6. A display apparatus, wherein the display apparatus comprises a display panel, a memory, a non-volatile memory, and a processor; the non-volatile memory stores executable instructions, and the processor executes the executable instructions, causing the display apparatus to perform:

scanning two adjacent sub-pixels in a second direction during a data driving period; sequentially driving the two adjacent sub-pixels respectively with a data driving signal in the second direction during the data driving period, when the data driving signal which is inputted by a data driving circuit is received, wherein:

a sub-pixel in the second direction is driven by a scan driving signal in a scan driving period, when the scan driving signal which is inputted by a scan driving circuit is received, wherein, a duration of the data driving period is equal to a duration of two sequential scan driving period; and

driving positively a first adjacent sub-pixel of the two adjacent sub-pixels in a first time interval and driving negatively a second adjacent sub-pixel of the two adjacent sub-pixels in a second time interval, wherein, the first time interval is different from the second time interval, wherein:

the data driving period comprises a first scan driving period and a second scan driving period, and a duration of the first scan driving period is equal to a duration of the second scan driving period;

the first adjacent sub-pixel is positively driven by a first preset voltage in a positive driving duration, when the first adjacent sub-pixel is driven by the scan driving signal in the first scan driving period, wherein, the positive driving duration is a duration occupied by the first preset voltage within the data driving period, and the positive driving duration is greater than the first scan driving period; and

the second adjacent sub-pixel is negatively driven by a second preset voltage in a negative driving duration, when the second adjacent sub-pixel is driven by the scan driving signal in the second scan driving period, wherein, the negative driving duration is a duration occupied by the second preset voltage within the data driving period, the positive driving duration is greater than the negative driving duration, the negative driving duration is less than the second scan driving period and greater than a time difference between the second scan driving period and a scan conducting duration, and the scan conducting duration is a duration when conduction is performed to the sub-pixel in the second direction within the scan driving period.
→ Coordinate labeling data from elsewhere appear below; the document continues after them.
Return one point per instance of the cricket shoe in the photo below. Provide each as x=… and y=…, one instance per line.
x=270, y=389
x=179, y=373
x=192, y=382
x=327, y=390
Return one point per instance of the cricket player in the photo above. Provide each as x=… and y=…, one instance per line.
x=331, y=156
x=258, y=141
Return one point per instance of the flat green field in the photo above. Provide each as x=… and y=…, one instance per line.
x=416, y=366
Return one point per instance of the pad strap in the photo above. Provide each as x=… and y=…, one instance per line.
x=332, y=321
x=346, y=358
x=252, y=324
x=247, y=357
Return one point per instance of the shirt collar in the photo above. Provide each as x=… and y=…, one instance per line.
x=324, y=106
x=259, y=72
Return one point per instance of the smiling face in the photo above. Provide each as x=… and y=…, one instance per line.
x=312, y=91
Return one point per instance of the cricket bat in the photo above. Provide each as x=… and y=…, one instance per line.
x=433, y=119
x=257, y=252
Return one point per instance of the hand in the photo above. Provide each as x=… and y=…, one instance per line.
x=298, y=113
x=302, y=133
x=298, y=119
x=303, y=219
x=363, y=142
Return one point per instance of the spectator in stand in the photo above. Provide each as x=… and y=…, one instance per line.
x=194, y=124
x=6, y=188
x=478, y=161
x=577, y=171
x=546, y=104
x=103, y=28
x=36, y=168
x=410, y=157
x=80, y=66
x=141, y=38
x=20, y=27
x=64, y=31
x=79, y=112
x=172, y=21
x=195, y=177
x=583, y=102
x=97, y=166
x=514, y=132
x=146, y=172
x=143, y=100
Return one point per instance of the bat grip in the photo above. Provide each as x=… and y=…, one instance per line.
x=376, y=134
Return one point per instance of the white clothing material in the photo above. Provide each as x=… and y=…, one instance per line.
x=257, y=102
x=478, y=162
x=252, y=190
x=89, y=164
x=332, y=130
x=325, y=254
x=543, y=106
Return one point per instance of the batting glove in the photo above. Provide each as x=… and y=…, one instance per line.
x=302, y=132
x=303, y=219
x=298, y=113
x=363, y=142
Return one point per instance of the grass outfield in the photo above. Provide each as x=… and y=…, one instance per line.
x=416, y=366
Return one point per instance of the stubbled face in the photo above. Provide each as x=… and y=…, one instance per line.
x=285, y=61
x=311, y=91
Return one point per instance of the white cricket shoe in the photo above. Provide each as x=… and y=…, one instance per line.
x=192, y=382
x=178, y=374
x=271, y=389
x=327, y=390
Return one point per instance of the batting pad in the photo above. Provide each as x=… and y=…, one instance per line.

7. The display apparatus of claim 6, wherein, the first adjacent sub-pixel is negatively driven in a third time interval and the second adjacent sub-pixel is positively driven in a fourth time interval, when the first adjacent sub-pixel and the second adjacent sub-pixel in the data driving period are sequentially conducted, wherein, the third time interval is equal to the second time interval, and the fourth time interval is equal to the first time interval.

8. The display apparatus of claim 6, wherein, each adjacent sub-pixels in the pixel unit are alternately provided with high and low voltages.

9. The display apparatus of claim 6, wherein, the first sub-pixel, the second sub-pixel and the third sub-pixel are a red sub-pixel, a green sub-pixel, and a blue sub-pixel, respectively.